Key concepts covered

  • Book intent: explain complexity beyond “aliens or not”
  • Emphasis: implications regardless of origin
  • Heavy sourcing: QR codes + citations to primary evidence
  • “multiple sensors corroboration” as a theme that ties back to detection engineering

Notable soundbites

  • (01:01:35–01:02:20) David: “...read this because it’s way more complicated… than just aliens.”
  • (01:02:10–01:02:45) David: “...implications, regardless of origin…”
  • (01:02:45–01:03:05) David: “...QR code on basically every page…”
  • (01:02:55–01:03:10) David: “...over 800 different citations…”
  • (01:07:15–01:07:40) David: “...corroborated by multiple differing sensors…”
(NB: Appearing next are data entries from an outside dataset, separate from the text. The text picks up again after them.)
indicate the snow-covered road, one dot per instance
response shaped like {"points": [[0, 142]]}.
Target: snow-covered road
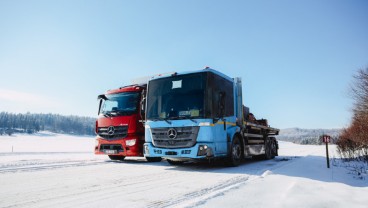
{"points": [[297, 178]]}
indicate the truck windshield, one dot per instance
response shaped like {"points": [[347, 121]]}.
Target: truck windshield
{"points": [[177, 97], [120, 104]]}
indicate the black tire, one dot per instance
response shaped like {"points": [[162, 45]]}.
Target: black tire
{"points": [[236, 153], [153, 159], [116, 157], [173, 162], [270, 151]]}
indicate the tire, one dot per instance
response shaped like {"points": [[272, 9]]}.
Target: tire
{"points": [[153, 159], [116, 157], [236, 153], [270, 151], [173, 162]]}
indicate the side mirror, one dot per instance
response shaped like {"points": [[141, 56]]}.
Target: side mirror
{"points": [[99, 107], [143, 105], [221, 104]]}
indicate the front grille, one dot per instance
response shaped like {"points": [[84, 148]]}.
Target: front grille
{"points": [[116, 147], [185, 137], [113, 132]]}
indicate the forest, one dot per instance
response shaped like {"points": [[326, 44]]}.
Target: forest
{"points": [[11, 123], [353, 142]]}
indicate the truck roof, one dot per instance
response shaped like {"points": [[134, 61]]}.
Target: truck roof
{"points": [[129, 88], [207, 69]]}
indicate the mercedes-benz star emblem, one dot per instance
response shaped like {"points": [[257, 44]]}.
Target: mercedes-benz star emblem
{"points": [[172, 133], [110, 130]]}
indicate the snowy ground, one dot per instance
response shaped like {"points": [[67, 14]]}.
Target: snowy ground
{"points": [[51, 170]]}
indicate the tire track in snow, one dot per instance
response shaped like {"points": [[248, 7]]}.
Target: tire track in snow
{"points": [[202, 194], [198, 197], [36, 166]]}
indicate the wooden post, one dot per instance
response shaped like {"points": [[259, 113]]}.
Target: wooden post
{"points": [[327, 157], [326, 140]]}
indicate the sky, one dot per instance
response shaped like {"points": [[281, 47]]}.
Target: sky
{"points": [[296, 58]]}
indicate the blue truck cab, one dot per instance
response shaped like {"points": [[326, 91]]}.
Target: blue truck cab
{"points": [[196, 115]]}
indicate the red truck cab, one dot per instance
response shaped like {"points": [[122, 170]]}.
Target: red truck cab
{"points": [[119, 126]]}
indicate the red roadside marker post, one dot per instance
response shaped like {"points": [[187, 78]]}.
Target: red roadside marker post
{"points": [[326, 140]]}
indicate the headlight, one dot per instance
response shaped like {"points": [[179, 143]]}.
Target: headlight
{"points": [[130, 142]]}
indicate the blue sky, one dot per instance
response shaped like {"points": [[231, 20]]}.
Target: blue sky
{"points": [[296, 58]]}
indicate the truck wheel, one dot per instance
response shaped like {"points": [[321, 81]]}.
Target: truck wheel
{"points": [[270, 149], [153, 159], [236, 153], [116, 157], [173, 162]]}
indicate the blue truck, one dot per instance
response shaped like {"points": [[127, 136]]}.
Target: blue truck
{"points": [[200, 115]]}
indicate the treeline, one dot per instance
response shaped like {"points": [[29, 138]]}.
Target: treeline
{"points": [[30, 123], [308, 136], [353, 142]]}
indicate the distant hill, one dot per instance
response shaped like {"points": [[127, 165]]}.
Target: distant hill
{"points": [[307, 136], [30, 123]]}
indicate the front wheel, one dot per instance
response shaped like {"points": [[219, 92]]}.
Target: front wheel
{"points": [[236, 153], [116, 157], [153, 159], [271, 149]]}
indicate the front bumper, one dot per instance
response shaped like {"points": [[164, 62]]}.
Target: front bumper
{"points": [[199, 151], [119, 147]]}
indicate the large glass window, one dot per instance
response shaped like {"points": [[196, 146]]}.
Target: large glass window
{"points": [[221, 93], [177, 97], [120, 104], [198, 95]]}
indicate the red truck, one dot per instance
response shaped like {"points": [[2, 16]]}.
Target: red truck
{"points": [[120, 123]]}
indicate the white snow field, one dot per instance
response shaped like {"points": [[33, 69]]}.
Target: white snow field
{"points": [[54, 170]]}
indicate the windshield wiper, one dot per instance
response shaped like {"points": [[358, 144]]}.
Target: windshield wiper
{"points": [[107, 114], [162, 119], [185, 117]]}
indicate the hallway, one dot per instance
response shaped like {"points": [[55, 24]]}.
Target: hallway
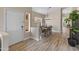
{"points": [[53, 43]]}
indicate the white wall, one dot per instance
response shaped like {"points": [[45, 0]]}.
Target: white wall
{"points": [[55, 15]]}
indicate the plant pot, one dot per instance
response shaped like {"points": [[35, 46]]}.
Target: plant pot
{"points": [[72, 42]]}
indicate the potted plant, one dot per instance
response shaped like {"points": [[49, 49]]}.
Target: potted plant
{"points": [[73, 17]]}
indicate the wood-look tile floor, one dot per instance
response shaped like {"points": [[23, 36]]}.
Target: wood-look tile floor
{"points": [[55, 42]]}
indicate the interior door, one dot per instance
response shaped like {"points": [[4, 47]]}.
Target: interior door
{"points": [[14, 25]]}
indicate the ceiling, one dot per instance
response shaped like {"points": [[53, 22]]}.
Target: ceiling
{"points": [[42, 10]]}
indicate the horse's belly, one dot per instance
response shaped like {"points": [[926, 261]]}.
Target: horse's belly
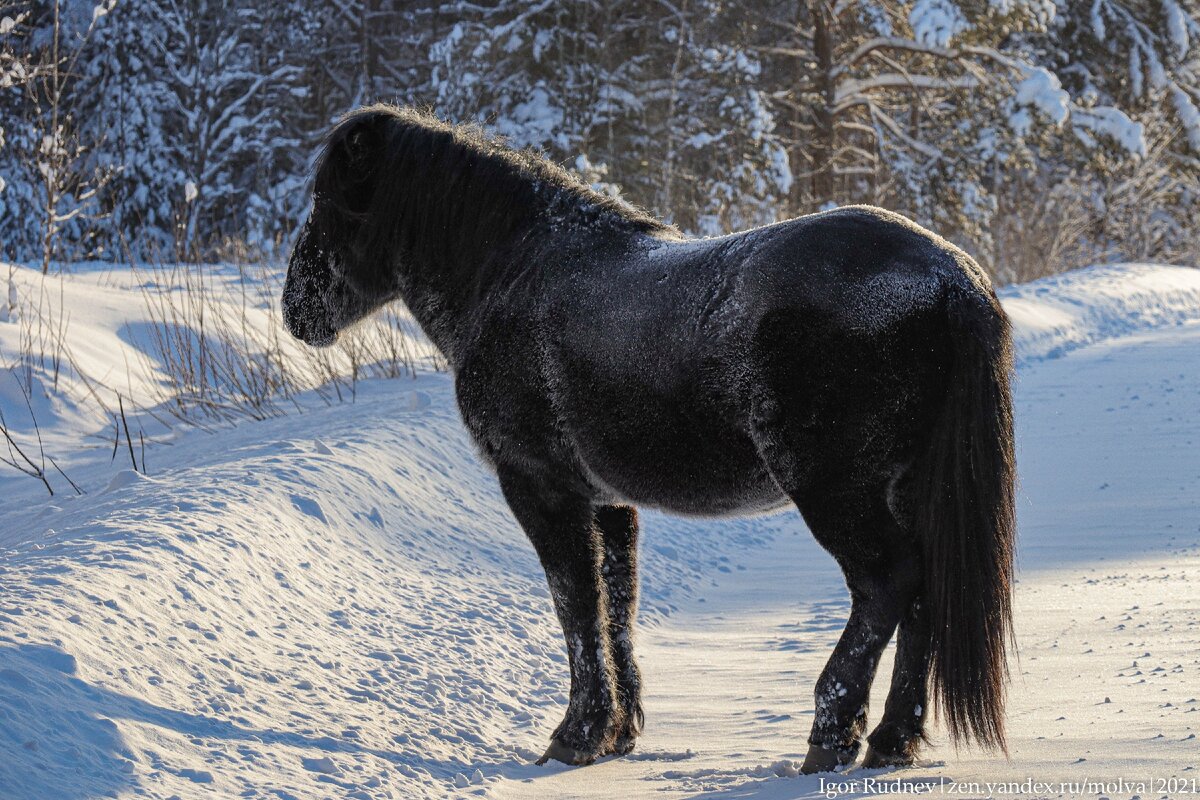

(01:09:59–01:11:05) — Close: Curiosity as the Detection Engine

Key concepts covered

  • The “unknown” as a motivator, not a fear trigger
  • Detection engineering framed as exploration, resilience, iterative learning

Notable soundbites

  • (01:09:59–01:10:40) Alex: “...detection is about curiosity and this calling to explore the unknown.”